Nach Wikipedia wurde Kuby von der amerikanischen Militärverwaltung beauftragt, auch Zeitungslizenzen für vertrauenswürdige Persönlichkeiten auszustellen.

In seinem Buch schreibt Kuby, dass die Bildzeitung 1956 eine Auflage von einer Million hatte und ein Jahr später schon auf 3.000.000 gestiegen ist. Er schreibt: Wenn man in ein Auto Aral tankt oder Shell, weiß man, dass es sich mit Aral oder Shell fortbewegt und stellt daran die Frage: Was bewegt ein Volk, das „Das Bild“ tankt? (S. 16/17)

Kuby schreibt, dass die deutsche Geschichte nicht 1933 beginnt und nicht 1945. 1945 hat nur eine Pause begonnen.
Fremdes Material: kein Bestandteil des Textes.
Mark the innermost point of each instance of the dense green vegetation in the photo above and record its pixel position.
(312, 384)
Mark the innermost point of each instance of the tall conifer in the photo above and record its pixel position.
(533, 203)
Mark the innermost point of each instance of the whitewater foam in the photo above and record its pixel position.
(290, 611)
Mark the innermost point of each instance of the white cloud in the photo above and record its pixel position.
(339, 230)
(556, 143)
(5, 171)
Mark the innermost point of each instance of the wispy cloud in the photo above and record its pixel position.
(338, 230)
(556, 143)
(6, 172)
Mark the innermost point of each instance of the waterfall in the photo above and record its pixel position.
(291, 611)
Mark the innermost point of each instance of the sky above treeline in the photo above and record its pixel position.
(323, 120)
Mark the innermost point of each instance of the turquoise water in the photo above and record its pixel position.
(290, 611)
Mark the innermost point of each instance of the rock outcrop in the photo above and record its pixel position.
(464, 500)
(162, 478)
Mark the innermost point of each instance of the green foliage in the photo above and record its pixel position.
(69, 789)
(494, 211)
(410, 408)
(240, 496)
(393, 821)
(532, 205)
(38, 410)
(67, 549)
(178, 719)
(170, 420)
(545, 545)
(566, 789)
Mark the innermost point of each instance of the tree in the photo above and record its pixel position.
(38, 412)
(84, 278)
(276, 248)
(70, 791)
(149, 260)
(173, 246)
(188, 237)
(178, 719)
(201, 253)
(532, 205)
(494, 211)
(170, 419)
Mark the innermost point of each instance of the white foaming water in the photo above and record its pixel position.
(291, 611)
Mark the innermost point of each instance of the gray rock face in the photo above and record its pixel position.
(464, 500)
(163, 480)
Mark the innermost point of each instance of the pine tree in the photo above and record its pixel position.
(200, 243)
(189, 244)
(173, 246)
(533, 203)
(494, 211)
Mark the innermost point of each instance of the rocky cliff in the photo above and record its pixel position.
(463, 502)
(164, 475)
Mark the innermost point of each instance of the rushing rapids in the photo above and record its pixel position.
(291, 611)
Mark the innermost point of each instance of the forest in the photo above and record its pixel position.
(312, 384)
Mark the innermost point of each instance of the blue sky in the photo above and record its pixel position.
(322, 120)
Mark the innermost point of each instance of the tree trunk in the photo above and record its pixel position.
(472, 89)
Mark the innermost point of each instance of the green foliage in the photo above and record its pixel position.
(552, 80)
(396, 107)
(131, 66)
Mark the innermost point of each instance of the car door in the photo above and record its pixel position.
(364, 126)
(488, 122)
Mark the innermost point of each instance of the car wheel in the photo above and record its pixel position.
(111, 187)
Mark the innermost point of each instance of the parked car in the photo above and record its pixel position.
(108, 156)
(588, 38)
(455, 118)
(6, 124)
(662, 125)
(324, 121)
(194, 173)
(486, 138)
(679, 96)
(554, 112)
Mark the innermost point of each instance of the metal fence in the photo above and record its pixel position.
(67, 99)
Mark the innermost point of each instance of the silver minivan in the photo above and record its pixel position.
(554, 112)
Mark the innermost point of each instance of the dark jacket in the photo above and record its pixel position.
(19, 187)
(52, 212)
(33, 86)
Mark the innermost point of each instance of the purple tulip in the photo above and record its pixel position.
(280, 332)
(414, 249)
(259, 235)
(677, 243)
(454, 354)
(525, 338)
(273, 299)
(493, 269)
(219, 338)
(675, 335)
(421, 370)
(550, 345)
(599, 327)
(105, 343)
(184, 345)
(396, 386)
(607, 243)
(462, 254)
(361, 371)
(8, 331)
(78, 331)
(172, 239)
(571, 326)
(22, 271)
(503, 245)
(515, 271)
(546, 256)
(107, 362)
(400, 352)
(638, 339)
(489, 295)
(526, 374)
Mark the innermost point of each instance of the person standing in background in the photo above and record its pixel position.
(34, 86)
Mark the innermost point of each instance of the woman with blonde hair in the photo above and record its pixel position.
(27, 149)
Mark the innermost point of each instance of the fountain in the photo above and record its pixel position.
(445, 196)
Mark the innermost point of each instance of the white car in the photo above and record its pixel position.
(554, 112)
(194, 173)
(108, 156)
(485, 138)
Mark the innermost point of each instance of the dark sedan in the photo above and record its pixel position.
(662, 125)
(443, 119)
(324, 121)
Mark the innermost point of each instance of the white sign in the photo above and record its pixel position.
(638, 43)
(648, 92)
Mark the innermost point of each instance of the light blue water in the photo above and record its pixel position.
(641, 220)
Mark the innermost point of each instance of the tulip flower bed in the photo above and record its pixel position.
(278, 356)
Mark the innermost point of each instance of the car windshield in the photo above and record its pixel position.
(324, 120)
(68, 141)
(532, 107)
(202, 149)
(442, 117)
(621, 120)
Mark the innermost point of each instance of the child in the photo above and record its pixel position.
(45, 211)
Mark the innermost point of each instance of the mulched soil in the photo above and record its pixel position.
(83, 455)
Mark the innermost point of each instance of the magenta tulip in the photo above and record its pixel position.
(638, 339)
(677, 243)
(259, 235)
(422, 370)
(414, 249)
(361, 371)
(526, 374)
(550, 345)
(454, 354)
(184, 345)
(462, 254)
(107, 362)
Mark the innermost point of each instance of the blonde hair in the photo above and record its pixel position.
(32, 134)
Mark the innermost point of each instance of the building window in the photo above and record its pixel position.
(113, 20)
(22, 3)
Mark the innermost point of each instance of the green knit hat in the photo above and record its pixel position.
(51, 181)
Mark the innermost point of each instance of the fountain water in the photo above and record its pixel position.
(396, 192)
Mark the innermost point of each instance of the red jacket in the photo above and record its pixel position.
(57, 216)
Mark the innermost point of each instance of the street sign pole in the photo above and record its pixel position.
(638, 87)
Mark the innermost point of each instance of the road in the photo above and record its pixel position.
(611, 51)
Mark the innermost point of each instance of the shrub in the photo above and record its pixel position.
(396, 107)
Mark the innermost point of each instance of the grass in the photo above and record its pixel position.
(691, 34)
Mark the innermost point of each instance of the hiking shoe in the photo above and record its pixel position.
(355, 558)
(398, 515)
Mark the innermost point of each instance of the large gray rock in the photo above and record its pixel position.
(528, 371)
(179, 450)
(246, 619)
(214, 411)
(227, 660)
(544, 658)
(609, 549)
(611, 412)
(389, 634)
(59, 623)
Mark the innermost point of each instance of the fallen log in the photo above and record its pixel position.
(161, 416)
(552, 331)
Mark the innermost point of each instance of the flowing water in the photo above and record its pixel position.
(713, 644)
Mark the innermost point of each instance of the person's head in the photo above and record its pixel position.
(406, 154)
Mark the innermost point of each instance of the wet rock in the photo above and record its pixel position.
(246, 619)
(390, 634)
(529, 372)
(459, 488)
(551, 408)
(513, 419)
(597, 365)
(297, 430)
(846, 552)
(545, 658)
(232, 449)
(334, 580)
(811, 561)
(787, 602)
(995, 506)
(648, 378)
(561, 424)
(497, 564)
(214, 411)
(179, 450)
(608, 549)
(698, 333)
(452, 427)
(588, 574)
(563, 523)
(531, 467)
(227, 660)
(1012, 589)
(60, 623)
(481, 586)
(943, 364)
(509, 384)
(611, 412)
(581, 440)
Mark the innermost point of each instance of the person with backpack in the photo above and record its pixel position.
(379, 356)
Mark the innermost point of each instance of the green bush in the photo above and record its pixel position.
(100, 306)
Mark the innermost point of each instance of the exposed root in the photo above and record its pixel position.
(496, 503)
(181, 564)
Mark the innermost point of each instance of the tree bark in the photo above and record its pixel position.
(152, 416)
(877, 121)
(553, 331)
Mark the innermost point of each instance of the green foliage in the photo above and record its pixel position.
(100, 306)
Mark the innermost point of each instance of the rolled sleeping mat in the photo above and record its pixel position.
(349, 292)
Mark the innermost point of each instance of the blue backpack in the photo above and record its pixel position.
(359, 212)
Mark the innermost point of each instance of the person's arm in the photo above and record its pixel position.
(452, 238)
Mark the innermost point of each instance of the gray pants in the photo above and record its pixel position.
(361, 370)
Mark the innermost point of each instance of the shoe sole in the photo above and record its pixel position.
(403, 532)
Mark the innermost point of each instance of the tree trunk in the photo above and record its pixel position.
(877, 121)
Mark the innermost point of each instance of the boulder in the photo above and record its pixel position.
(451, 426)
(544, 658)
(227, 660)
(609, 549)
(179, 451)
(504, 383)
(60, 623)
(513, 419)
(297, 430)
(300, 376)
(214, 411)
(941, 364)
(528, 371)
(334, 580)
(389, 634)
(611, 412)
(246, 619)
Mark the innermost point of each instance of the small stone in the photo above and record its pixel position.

Er überlegt, dass man aufschreiben müsse, was unser Volk in seinen Wartesälen treibt, und wohin es treibt. Denn plötzlich wird die Wartezeit, die Pause vorbei sein, es ist ja mit Händen zu greifen, dass sie die längste Zeit gedauert hat, und es wird ein großes Erstaunen in der Welt sein. Sie waren doch so schön am Spielen, die Deutschen.  (S. 18)

Wir nähern uns mit Riesenschritten dem Zeitpunkt, an dem die Pause vorbei ist!